Chai v Peng  1 FLR 248 (Bodey J):
‘It is a familiar approach to depart from equality of outcome where one party (usually the wife) is to receive cash, while the other party (usually the husband) is to retain the illiquid business assets with all the risks (and possible advantages) involved.’
In Chai v Peng, the wife received 40% of the ‘kitty’ to reflect this fact. These observations apply forcefully where a business has been valued on an Earnings Basis but less so when businesses are valued on a Net Assets Basis, which is regarded as more reliable. A phrase often used is that valuation is more art than science.
Challenging business valuations in divorce
Given the broad range possible in business valuations, it is perhaps unsurprising that one of the spouses may be disappointed with the conclusions of a single joint expert. In those circumstances, it is sometimes possible to argue for the instruction of a second expert and to rely on their evidence – a so-called “Daniels v Walker” application. These are not straightforward applications, and the basis of the application must be more than peripheral or” fanciful” to use the court’s expression.
There is limited case law on the subject, but the following principles set out in Bulic v Harwoods & Ors  are relevant when the court is deciding whether or not to grant the application:
- ‘What represents justice between the parties will very much depend upon the facts of each case’.
- ‘the saving of time and money is likely to assume greater significance in inverse proportion to the centrality of the issues’.
- ‘Where the court is concerned with a relatively “peripheral” issue, it is likely to be only in unusual circumstances that the services of a single joint expert will be dispensed with’.
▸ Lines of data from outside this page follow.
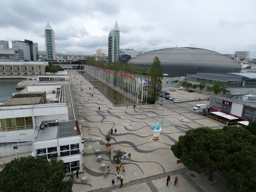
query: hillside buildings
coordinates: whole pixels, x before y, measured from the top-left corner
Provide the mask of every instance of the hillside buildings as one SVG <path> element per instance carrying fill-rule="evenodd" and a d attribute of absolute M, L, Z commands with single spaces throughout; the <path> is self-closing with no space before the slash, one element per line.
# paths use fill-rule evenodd
<path fill-rule="evenodd" d="M 0 40 L 0 49 L 8 49 L 9 42 L 4 40 Z"/>
<path fill-rule="evenodd" d="M 47 22 L 47 24 L 44 28 L 44 36 L 47 59 L 54 60 L 55 59 L 54 32 L 49 23 L 49 21 Z"/>
<path fill-rule="evenodd" d="M 13 48 L 23 50 L 24 59 L 28 61 L 36 61 L 39 59 L 38 45 L 37 43 L 25 39 L 24 41 L 12 41 Z"/>
<path fill-rule="evenodd" d="M 108 34 L 108 61 L 114 62 L 119 60 L 119 40 L 120 31 L 116 21 L 114 28 Z"/>

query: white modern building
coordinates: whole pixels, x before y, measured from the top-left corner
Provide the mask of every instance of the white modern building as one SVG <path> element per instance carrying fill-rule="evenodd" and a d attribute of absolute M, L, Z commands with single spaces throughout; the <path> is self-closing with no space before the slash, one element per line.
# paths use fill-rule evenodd
<path fill-rule="evenodd" d="M 45 38 L 45 47 L 46 50 L 47 59 L 55 59 L 55 42 L 54 40 L 54 32 L 52 27 L 47 22 L 44 28 L 44 37 Z"/>
<path fill-rule="evenodd" d="M 82 171 L 84 144 L 78 121 L 58 122 L 53 120 L 42 123 L 33 139 L 32 155 L 62 160 L 70 167 L 66 174 L 75 172 L 77 169 Z"/>
<path fill-rule="evenodd" d="M 47 100 L 45 91 L 20 92 L 0 105 L 0 142 L 32 141 L 42 121 L 68 121 L 66 103 Z"/>
<path fill-rule="evenodd" d="M 236 51 L 235 55 L 237 58 L 245 59 L 250 55 L 250 51 Z"/>
<path fill-rule="evenodd" d="M 115 26 L 108 34 L 108 61 L 119 60 L 120 30 L 116 21 Z"/>
<path fill-rule="evenodd" d="M 42 75 L 46 65 L 48 62 L 0 61 L 0 76 Z"/>
<path fill-rule="evenodd" d="M 12 48 L 23 50 L 24 59 L 28 61 L 36 61 L 39 59 L 38 45 L 37 43 L 25 39 L 22 41 L 12 41 Z"/>
<path fill-rule="evenodd" d="M 0 49 L 8 49 L 9 42 L 4 40 L 0 40 Z"/>

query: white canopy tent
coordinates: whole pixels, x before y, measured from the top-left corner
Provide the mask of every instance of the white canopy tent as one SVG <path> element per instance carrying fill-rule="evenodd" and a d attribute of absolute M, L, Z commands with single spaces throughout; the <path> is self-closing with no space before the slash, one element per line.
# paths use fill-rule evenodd
<path fill-rule="evenodd" d="M 229 119 L 230 120 L 239 119 L 239 118 L 234 117 L 234 116 L 230 115 L 228 115 L 226 113 L 222 113 L 222 112 L 220 112 L 220 111 L 216 111 L 216 112 L 212 112 L 212 113 L 213 113 L 215 115 L 217 115 L 218 116 L 220 116 L 221 117 L 224 117 L 224 118 Z"/>

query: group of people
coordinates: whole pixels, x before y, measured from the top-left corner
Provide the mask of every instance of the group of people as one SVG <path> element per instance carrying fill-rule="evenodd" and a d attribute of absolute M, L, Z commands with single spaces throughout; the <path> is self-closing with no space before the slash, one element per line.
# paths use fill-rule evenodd
<path fill-rule="evenodd" d="M 110 130 L 110 132 L 111 133 L 111 134 L 112 134 L 112 133 L 113 133 L 113 129 L 111 129 Z M 115 129 L 115 134 L 116 134 L 116 128 Z"/>
<path fill-rule="evenodd" d="M 168 176 L 167 177 L 167 179 L 166 180 L 166 181 L 167 182 L 166 182 L 166 185 L 167 186 L 168 186 L 168 185 L 170 184 L 170 183 L 172 182 L 171 182 L 171 177 L 170 176 L 170 175 Z M 176 184 L 177 184 L 177 182 L 178 181 L 178 177 L 175 177 L 173 180 L 173 181 L 174 182 L 174 184 L 173 185 L 174 186 L 176 185 Z"/>

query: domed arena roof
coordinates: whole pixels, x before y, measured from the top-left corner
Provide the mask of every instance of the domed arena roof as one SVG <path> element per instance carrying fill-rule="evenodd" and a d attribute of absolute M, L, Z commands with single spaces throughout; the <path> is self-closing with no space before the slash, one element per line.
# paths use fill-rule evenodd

- ‘the court is less likely to be ready to dispense with a single joint expert where the evidence is of a non-technical nature’.
Handling business valuations in divorce – final thoughts
In summary, a disagreement regarding the single joint expert’s opinion on a business evaluations in divorce will not usually be enough to succeed in a Daniels v Walker application. Normally, technical reasons will be required, which in itself will involve working with a shadow expert in the background to consider carefully any shortcomings in the single joint expert’s report and the reasons for arriving at their conclusions.
If the application is successful, the court is also likely to give directions for the single joint expert to meet the proposed new expert with a view to narrowing the issues between the parties and saving costs.
If no agreement can be reached between the experts, they may both be directed to attend court and give evidence.
When it comes to business evaluations in divorce, the arguments are technical and complicated as the stakes can be high for each of the parties. Differences in valuations can sometimes mean a difference in the millions of pounds, and the business is often the most valuable asset in the case.
The costs of obtaining expert evidence can be very high, with fees of c.£10,000 not uncommon, so this will only be appropriate in cases where the values of the assets in the case are proportionate to the costs incurred.
A poorly drafted application is likely to result in an order for costs being made against the unsuccessful party. It is essential that expert advice is taken as soon as possible from an experienced team.